In the same vein is trying to get the fastest build time on the Kubernetes cluster. By build time, I mean, you change a line of code on your machine, and how long does it take between the moment when you change your line of code and the moment when the code is running on the Kubernetes cluster?

And you start with, I don’t know, maybe five or 10 minutes because you’re doing builds and you’re pushing images, et cetera. And then, you try to shave off time from that. Again, I think they have something like three or four seconds, which seems completely ridiculous. If you want to read more about that in any search engine look for, The Quest for the Fastest Deployment Time, by Ellen Körbes. It’s super interesting

You kind of iterate, and along the way you learn about dozens of things that you thought would be, “I will never need that in my engineering career,” and then you’re like, “Well, after all, let me come back to that because…”

Self-compressing binaries and things like that. And you’re like, “Yep, there are scenarios where it is actually pretty useful.”

We want to iterate really fast. I want to make a change. I want to see that change immediately. If it takes five seconds, it means I can try hundreds of changes during my day and see the impact of that change.

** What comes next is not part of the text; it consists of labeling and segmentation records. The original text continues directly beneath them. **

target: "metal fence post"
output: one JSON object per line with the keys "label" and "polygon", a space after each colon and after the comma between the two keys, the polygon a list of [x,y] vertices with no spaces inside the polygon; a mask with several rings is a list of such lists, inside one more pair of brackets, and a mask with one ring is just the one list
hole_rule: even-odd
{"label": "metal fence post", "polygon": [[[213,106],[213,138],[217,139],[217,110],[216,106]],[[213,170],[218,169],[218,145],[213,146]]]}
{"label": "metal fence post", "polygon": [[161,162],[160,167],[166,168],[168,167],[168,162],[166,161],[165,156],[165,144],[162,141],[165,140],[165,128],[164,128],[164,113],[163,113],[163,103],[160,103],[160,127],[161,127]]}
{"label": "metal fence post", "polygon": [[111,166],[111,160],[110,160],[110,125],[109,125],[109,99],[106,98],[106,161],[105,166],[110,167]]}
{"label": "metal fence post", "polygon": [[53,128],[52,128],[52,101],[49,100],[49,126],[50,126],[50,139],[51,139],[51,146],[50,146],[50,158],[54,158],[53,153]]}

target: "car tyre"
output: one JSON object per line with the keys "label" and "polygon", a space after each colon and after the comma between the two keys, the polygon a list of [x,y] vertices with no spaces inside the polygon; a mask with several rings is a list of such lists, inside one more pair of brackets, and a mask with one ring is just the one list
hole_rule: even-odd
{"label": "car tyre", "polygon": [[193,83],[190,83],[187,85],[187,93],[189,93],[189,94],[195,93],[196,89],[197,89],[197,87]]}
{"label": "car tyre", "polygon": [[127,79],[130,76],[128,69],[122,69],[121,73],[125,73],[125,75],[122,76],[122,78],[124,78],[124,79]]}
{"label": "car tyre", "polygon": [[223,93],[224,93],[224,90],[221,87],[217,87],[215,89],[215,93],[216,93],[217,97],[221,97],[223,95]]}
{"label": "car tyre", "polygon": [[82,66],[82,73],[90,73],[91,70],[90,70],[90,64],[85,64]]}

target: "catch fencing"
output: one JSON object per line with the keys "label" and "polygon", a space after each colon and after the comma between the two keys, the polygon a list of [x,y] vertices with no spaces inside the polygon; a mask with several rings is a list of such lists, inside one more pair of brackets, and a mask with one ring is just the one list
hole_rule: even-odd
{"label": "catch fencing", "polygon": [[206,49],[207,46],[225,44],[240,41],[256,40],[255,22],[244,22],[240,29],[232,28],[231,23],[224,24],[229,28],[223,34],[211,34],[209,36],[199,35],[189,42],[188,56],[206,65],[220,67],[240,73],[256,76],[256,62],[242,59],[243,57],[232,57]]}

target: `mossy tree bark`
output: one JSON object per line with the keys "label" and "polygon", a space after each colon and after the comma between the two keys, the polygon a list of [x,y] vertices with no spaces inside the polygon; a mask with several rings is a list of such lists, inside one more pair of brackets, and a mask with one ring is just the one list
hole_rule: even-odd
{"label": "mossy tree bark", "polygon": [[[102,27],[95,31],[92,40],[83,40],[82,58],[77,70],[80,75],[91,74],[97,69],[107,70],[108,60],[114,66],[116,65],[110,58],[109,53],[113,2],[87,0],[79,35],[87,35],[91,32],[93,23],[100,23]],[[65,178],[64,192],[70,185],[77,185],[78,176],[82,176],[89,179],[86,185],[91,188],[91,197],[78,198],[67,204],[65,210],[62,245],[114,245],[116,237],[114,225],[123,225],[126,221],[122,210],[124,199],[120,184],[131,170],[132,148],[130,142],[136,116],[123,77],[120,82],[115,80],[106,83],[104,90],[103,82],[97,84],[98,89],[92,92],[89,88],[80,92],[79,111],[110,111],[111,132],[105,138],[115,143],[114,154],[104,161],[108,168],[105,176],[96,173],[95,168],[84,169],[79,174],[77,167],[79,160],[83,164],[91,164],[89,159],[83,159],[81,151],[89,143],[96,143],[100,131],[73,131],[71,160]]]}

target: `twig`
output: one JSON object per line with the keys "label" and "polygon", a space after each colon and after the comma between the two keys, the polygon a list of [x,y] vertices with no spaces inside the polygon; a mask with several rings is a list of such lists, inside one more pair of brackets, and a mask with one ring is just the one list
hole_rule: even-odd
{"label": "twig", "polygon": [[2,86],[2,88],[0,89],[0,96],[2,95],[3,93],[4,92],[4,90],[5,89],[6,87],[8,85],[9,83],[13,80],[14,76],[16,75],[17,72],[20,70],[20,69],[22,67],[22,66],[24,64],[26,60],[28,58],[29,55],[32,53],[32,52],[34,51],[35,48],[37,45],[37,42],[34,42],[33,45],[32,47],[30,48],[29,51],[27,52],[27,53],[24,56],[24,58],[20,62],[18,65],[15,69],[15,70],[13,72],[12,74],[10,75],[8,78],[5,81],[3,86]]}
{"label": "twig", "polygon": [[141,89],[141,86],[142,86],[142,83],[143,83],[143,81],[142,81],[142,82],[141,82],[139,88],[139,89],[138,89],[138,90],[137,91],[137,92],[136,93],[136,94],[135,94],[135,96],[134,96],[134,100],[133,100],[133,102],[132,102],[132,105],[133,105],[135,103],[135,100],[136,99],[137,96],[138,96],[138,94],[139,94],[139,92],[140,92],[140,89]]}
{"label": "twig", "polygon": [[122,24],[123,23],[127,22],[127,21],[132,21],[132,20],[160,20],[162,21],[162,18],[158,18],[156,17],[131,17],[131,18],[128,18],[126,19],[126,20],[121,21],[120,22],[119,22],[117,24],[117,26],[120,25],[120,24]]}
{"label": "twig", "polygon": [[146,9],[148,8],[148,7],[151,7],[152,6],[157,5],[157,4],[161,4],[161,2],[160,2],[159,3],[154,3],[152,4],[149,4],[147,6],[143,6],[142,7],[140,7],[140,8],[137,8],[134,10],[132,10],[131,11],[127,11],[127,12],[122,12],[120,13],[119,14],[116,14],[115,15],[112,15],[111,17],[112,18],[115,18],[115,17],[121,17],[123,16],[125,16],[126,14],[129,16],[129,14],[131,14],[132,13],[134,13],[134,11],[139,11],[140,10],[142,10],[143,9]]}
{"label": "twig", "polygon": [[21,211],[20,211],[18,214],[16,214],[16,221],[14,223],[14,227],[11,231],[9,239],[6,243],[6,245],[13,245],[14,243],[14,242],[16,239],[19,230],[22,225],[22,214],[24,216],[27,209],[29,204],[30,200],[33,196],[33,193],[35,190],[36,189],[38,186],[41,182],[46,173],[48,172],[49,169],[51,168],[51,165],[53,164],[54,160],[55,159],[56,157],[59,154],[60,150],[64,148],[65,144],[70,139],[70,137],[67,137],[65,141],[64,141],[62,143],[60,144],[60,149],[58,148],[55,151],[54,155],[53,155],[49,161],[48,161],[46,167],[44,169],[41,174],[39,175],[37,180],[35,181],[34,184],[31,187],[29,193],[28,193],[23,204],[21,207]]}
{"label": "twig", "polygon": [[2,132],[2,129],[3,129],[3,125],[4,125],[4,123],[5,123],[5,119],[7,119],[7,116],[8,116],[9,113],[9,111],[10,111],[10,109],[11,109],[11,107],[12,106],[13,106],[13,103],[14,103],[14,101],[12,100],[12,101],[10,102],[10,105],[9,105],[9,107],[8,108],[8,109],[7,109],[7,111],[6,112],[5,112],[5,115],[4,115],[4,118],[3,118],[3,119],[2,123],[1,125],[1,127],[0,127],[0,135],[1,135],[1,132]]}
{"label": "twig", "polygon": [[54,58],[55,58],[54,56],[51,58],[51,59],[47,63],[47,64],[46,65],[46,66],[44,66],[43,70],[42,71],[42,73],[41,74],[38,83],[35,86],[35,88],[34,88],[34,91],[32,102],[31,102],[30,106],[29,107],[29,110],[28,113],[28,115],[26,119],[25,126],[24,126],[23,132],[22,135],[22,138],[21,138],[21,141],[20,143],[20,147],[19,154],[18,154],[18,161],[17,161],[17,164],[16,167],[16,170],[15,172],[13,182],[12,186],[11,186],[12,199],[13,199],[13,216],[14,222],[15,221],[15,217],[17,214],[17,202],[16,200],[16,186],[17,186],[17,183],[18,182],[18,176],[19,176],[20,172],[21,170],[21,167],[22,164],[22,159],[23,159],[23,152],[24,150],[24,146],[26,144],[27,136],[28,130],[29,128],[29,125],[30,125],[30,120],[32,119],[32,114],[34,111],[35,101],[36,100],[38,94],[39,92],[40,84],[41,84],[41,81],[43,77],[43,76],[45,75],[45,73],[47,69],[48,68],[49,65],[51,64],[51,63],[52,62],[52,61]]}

If it takes 20 minutes before I can see my change, then I’m going to be able to only do a few of them during the day. And so, I will not progress as fast, basically

Kubernetes is going to help smaller teams to do that instead

It’s like in a perfectly ideal world, we wouldn’t need to know anything about Kubernetes; it would be an implementation detail.

But in the real world, we have to be pragmatic.

And sometimes, we will need to go and look in the Kubernetes cluster to see what’s going on. So, I think that’s where we are. And I think we’ll continue to see more tools, more platforms.

We have things like Heroku, Clever Cloud, if I want to talk about the SAS versions.

I think it’s becoming increasingly important in a team to have someone who will know how to set up all that automation, who will know how to pick the right CI/CD platform, and how to configure everything because I can’t just, buy one pre-made workflow.

I need to have a workflow that works for my team. And I don’t know if we already have, or if we should have a title for that.

Is it like an automation engineer, CI/CD engineer? I don’t know. But, I think this is becoming increasingly important, and these are going to be extremely valuable because we’re going to talk about someone who understands the underlying platform infrastructure.

So, who understands cloud APIs, Kubernetes, container images, maybe Dockerfiles, or whatever else. But that also understands what the business needs. Do I want to have just product staging, or do I need to have multiple preview environments? I think this is going to be a really important role for organizations and teams who want to ship efficiently code in this decade.